To explore the dashboard interface without configuring a backend or data sources, the repository includes a mock mode that simulates API responses using [Mock Service Worker (MSW)](https://mswjs.io/).

```bash
# Clone the repository
git clone https://github.com/seadonggyun4/truthound-dashboard
cd truthound-dashboard/frontend

# Install dependencies
npm install

# Start the development server with mock data
npm run dev:mock
```

The mock server provides realistic sample data for all dashboard features, enabling evaluation of the user interface and workflow without external dependencies.

## Testing

```bash
# Run tests
pytest

# Run tests with coverage report
pytest --cov=truthound_dashboard
```

## Documentation

Full documentation is available at [https://truthound.netlify.app](https://truthound.netlify.app).

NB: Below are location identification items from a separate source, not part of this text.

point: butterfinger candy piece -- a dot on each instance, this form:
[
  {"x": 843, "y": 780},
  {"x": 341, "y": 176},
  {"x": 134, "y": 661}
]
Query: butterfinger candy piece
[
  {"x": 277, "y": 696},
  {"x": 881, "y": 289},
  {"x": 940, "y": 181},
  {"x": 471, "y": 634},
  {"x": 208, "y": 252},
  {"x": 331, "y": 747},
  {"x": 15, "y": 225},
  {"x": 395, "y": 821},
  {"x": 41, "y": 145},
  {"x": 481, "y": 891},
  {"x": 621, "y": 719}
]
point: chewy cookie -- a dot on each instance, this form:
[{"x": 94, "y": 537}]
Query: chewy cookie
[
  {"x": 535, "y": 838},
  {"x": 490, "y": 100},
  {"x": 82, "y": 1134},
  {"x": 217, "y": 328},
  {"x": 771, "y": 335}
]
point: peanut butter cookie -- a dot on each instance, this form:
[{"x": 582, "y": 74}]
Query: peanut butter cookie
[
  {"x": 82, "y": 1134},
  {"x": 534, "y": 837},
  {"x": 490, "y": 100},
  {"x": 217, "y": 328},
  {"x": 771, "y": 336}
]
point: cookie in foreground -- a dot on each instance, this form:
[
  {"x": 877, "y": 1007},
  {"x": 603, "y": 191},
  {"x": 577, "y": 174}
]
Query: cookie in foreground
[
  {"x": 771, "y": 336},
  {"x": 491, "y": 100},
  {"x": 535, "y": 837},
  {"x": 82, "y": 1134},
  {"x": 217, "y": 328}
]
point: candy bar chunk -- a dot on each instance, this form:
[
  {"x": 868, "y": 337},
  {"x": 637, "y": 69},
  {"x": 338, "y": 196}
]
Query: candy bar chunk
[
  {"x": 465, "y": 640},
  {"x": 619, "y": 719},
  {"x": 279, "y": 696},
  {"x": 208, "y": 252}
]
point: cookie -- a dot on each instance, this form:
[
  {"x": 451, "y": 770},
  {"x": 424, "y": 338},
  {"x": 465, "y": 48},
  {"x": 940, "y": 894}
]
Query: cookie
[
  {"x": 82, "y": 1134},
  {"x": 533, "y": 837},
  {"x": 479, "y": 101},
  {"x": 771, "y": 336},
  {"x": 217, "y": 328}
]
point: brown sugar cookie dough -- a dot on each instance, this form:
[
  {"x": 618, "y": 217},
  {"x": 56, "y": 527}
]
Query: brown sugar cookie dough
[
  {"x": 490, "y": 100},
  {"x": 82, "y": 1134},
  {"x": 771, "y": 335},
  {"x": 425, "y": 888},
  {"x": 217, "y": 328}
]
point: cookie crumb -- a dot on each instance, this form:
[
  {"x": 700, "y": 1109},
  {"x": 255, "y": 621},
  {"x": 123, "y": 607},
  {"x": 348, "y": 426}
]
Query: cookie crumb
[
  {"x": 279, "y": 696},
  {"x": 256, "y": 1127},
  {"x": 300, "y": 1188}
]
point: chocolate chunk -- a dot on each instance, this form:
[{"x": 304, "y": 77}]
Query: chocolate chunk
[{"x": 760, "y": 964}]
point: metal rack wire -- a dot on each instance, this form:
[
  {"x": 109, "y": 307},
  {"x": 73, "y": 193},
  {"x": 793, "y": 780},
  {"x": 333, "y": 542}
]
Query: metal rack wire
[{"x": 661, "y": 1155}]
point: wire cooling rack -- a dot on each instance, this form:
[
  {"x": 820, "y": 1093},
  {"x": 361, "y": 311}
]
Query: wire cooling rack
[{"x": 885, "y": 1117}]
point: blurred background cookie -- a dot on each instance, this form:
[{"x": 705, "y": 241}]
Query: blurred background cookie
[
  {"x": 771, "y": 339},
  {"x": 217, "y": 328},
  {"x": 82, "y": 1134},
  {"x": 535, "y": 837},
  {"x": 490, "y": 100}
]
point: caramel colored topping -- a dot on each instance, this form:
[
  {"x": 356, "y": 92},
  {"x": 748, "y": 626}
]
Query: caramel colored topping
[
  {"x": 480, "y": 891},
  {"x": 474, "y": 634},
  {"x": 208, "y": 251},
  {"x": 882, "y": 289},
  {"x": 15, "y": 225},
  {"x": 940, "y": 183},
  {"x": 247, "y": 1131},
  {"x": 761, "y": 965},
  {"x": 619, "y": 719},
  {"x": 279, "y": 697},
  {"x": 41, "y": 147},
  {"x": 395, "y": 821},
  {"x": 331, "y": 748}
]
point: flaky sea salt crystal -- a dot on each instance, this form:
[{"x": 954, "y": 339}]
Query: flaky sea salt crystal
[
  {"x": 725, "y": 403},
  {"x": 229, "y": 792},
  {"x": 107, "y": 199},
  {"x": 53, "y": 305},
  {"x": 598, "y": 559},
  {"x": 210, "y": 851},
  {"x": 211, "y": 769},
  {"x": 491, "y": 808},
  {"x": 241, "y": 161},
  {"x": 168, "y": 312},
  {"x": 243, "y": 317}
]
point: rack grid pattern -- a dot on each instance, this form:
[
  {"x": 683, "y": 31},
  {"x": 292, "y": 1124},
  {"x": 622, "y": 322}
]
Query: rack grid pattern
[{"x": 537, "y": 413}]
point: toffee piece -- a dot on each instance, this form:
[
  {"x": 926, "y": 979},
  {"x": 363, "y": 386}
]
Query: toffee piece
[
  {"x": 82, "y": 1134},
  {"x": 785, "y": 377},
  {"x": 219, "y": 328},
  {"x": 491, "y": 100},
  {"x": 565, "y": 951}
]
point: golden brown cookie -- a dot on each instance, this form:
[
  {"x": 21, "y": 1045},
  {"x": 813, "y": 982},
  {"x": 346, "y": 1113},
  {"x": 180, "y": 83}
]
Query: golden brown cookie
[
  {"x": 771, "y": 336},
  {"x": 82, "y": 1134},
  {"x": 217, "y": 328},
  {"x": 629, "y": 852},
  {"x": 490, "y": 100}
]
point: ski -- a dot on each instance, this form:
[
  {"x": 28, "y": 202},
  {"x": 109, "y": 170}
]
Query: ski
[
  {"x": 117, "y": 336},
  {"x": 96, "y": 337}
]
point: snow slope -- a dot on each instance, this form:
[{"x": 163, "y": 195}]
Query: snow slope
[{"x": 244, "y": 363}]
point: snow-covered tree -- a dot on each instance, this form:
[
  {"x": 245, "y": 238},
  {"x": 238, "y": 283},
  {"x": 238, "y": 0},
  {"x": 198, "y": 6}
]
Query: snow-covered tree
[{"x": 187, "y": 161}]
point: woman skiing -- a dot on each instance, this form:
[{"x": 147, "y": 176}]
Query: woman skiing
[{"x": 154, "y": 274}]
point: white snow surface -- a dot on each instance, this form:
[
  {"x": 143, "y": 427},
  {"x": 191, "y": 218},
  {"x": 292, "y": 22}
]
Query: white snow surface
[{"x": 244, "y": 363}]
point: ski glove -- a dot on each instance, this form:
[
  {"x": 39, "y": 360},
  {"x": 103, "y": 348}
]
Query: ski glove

- [Getting Started](./docs/getting-started.md)
- [Features](./docs/features.md)
- [API Reference](./docs/api.md)
- [Configuration](./docs/configuration.md)

## Related Projects

- [truthound](https://github.com/seadonggyun4/truthound) - Core data validation library
- [truthound-orchestration](https://github.com/seadonggyun4/truthound-orchestration) - Pipeline orchestration integration

## License

This project is licensed under the Apache License 2.0.